Microsoft – SQL Server – Compression?
One of the biggest drag in Very Large Databases (VLDB) is I/O throughput. I/O throughput is constrained by the underlying storage sub-systems throughput, network pipe between the hosts and SAN (in our case), and host’s memory headroom.
If you have done a lot and your wait states still lead down the storage wilderness, then it might be time to look at data compression.
What are the requirements?
- MS SQL Server 2008 and later (v2008, v2008/R2, v2012)
- Enterprise Edition
- Think hard about the requirement for “Enterprise Edition” as once you employ compression that database can no longer be restored on a downlevel edition (Standard, Desktop, etc)
When should you consider data compression?
- If you have data that repeats and you think might benefit from coalescing
- If your tables are not very well normalized and you do do have cross-referenced key columns
What are the benefits of data compression?
- In the storage-subsystem the data is compressed, and thus you will be moving less data from your storage sub-system to the hosts
- You will also be writing less data, as data is compressed before being written to the storage sub-system
- In memory, the data is kept as compressed data, and so your memory footprint per record should be a bit less
In summary, you will have less data at rest on the storage sub-system, less data while in memory, and less data while in-transit
To me if there is selling point to high database systems, and in this case I am including MS SQL Server, it is their inherent flexibility in configuration. They are very general purpose workhorse.
So when you think of Data Compression in SQL Server, do not feel boxed in. You have a wealth of choices. Those choices includes:
- You are able to apply various compression choices at very detailed level – Indexes – That is you do not make compression decision at the database nor the table level. But, at individual index granularity
- You are able to choose between page and record level compression
- You are able to apply your compression choice and later un-apply it or choose another compression choice
Knowing that we have a choice as to how we want to dip into the proverbial water, we can review what objects and indexes matter the most.
Identify what is churning in your memory:
Glen Berry has a really good lead-in. As you think about whether compression is worth it, first determine what is in your buffer cache.

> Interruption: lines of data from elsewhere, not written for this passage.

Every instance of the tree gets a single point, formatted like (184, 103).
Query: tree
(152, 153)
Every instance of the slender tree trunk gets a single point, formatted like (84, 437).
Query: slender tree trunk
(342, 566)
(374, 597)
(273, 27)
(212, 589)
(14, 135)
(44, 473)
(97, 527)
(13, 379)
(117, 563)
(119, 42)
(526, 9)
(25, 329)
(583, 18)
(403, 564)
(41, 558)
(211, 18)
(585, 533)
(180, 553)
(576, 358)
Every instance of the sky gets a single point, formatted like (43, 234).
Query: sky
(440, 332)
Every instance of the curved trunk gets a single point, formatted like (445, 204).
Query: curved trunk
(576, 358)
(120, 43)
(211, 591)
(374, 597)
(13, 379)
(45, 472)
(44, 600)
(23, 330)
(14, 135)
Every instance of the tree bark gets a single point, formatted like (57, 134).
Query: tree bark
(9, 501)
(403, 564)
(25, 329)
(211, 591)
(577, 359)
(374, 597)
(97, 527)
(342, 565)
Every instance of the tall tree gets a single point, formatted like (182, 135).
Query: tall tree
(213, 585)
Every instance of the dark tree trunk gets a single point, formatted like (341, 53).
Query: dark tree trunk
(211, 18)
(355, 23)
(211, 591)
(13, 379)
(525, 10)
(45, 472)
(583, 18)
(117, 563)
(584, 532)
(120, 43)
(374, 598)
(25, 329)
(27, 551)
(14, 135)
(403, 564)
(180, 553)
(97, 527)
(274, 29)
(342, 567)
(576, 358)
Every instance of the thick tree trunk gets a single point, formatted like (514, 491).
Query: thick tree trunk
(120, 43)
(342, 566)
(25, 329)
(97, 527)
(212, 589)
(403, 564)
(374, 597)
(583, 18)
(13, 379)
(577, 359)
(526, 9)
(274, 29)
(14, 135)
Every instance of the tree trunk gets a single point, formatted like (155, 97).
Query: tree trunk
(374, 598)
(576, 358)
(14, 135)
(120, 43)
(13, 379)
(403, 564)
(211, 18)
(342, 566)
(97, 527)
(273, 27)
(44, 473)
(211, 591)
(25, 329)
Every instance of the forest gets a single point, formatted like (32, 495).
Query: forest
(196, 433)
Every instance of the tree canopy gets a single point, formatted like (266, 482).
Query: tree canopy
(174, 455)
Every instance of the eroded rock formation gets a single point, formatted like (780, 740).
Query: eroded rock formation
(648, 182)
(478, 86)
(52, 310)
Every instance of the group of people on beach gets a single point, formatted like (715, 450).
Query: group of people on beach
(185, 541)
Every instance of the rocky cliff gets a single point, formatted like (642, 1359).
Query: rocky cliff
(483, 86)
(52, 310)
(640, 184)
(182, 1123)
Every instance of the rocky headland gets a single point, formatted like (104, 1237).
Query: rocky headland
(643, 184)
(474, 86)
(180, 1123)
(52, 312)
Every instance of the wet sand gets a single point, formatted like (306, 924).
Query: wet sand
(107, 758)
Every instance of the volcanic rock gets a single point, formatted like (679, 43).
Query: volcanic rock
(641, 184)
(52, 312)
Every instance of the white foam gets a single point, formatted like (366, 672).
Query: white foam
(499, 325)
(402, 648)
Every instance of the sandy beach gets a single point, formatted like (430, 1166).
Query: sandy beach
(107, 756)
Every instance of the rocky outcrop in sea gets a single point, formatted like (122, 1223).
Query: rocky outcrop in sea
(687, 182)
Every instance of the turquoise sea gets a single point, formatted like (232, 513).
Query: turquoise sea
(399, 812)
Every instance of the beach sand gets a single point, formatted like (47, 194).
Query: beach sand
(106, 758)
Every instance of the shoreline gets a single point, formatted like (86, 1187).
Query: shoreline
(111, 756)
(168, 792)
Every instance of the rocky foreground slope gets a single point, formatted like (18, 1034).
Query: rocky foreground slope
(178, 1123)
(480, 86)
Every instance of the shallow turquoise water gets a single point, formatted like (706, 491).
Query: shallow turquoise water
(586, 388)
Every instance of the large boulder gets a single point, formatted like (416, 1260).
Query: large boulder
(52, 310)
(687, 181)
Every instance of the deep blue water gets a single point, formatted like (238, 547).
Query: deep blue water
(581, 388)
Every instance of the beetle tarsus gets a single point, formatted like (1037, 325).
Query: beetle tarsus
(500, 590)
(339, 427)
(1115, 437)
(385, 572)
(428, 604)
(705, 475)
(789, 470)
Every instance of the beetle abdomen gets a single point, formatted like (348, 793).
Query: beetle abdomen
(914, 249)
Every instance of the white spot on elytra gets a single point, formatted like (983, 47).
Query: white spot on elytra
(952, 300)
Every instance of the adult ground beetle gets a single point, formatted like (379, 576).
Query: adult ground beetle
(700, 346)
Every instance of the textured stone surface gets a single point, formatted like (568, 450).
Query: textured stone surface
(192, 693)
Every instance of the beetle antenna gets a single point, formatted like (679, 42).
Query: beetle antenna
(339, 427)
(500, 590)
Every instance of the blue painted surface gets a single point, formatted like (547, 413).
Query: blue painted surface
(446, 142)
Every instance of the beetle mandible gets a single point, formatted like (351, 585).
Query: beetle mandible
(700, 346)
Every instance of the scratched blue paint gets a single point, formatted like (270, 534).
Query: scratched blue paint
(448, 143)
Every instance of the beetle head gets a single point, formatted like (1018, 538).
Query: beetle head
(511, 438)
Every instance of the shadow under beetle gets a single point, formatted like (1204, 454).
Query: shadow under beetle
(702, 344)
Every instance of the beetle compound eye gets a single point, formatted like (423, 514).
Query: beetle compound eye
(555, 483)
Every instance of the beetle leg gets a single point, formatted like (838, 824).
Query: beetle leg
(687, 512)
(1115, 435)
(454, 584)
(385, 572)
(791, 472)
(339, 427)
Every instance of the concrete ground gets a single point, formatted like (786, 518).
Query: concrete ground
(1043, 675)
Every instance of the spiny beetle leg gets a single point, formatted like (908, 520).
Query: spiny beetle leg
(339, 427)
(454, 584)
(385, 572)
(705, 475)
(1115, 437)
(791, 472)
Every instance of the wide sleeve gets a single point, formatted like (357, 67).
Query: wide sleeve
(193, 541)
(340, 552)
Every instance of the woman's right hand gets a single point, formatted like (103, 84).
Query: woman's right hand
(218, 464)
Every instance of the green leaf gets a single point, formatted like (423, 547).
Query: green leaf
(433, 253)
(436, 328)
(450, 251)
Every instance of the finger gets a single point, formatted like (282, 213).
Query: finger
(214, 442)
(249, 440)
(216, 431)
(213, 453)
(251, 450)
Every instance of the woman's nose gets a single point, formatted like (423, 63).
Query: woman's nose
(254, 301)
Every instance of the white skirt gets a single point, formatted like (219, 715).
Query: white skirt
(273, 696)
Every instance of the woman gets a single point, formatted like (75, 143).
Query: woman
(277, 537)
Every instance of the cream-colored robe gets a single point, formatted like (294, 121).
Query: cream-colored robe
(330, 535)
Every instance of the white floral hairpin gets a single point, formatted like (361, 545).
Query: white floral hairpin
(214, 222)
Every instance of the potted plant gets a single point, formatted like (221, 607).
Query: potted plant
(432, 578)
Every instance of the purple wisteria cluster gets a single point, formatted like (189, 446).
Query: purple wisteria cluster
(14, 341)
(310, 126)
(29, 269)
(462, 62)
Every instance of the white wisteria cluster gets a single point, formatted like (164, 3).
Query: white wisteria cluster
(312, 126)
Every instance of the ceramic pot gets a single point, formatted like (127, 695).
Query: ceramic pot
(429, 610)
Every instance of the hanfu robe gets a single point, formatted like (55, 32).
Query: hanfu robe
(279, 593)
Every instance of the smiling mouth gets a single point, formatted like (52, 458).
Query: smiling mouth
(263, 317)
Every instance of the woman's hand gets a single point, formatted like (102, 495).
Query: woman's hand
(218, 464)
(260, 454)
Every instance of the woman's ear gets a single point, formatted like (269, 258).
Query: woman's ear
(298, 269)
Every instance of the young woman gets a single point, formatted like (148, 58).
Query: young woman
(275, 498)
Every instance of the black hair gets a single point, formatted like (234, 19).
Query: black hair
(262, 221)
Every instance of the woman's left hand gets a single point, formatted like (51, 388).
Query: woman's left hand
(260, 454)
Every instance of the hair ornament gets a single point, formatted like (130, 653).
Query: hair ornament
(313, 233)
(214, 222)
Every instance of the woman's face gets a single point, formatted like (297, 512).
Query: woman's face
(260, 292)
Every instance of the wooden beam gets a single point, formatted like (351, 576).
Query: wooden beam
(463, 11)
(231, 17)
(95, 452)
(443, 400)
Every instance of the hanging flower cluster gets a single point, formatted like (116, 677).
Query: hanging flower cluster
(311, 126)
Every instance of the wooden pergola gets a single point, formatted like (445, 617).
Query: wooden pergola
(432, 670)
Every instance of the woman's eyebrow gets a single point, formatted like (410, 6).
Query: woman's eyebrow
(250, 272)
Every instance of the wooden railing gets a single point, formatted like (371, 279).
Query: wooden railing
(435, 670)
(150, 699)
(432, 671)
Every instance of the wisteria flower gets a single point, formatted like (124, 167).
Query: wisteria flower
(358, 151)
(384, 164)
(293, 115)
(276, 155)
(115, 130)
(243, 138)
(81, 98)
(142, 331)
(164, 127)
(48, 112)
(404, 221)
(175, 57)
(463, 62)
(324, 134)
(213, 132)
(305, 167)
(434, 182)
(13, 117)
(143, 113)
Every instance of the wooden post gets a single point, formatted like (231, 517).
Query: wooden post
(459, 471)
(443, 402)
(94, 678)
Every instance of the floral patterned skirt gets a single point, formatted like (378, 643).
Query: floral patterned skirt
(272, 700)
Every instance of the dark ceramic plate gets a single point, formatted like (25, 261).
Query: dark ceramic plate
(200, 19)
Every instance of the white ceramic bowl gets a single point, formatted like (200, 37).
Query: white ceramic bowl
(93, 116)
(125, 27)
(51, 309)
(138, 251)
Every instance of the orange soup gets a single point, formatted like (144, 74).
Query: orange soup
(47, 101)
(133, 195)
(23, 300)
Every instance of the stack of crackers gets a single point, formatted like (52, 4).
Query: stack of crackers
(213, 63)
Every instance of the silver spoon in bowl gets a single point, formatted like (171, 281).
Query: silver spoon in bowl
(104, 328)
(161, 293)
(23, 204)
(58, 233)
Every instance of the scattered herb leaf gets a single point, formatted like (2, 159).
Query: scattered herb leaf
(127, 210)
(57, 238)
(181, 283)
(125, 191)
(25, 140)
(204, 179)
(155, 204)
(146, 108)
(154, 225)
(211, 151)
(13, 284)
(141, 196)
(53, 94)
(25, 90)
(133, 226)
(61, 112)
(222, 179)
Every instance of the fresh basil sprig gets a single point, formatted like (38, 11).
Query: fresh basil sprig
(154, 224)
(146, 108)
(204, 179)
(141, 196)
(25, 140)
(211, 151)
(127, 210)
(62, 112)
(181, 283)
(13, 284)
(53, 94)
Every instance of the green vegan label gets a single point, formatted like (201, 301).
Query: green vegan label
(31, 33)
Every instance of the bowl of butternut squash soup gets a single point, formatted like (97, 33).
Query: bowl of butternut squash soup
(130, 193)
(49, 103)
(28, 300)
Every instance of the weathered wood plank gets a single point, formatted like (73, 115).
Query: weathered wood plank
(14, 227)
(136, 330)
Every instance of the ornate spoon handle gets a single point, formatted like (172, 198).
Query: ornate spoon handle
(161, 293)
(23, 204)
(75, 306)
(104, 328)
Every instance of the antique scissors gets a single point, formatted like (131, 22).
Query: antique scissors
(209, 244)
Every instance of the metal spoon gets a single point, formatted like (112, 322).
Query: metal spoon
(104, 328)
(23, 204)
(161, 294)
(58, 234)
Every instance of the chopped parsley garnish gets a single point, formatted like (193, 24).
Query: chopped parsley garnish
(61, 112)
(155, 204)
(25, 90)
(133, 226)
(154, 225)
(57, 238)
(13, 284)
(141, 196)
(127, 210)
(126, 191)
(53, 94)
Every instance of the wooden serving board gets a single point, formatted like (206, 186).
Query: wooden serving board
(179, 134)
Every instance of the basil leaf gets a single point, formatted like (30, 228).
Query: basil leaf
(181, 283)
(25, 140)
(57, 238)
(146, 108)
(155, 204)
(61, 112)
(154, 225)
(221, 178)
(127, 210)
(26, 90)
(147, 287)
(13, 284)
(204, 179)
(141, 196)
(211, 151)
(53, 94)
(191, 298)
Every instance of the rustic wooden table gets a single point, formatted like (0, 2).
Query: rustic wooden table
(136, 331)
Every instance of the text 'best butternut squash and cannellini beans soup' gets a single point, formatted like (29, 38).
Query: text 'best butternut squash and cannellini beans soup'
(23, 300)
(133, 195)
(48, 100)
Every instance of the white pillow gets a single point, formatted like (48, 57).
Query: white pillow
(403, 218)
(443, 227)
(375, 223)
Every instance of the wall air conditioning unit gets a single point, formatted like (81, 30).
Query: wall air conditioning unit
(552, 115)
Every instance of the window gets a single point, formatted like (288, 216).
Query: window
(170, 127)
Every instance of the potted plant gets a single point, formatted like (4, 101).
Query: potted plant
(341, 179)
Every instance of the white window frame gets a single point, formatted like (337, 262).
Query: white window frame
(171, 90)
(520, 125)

The truth is you might be surprised… User queries change all the time and an index that you added for John L. Smith in Accounting a while ago might now be heavily used, indexes that are needed might not be present and you are instead bringing in the entire table…
So look again at your memory space and try to account for each table\index combination.
Here is Glen Berry’s query:
/* -- Breaks down buffers used by current database by -- object (table, index) in the buffer cache */ SELECT [object] = OBJECT_SCHEMA_NAME(p.[object_id]) + '.' + OBJECT_NAME(p.[object_id]) , tblIndex.name , p.index_id , IndexType = max(tblIndex.type_desc) , COUNT(*)/128 AS [Buffer size(MB)] , COUNT(*) AS [BufferCount] , [CompressionType] = p.data_compression_desc FROM sys.allocation_units AS a INNER JOIN sys.dm_os_buffer_descriptors AS b ON a.allocation_unit_id = b.allocation_unit_id INNER JOIN sys.partitions AS p ON a.container_id = p.hobt_id INNER JOIN sys.indexes as tblIndex ON p.object_id = tblIndex.object_id AND p.index_id = tblIndex.index_id WHERE b.database_id = DB_ID() AND p.[object_id] > 100 GROUP BY p.[object_id] , tblIndex.name , p.index_id , p.data_compression_desc ORDER BY [BufferCount] DESC
Review your Application workload
Microsoft has done a commendable job in its published white-paper:
Data Compression: Strategy, Capacity Planning and Best Practices
Among other things, MSFT listed out when compression and decompression actually occurs and did a good comparative analysis on various workloads; thus one can actually better determine which queries and access patterns will likely benefit from compression.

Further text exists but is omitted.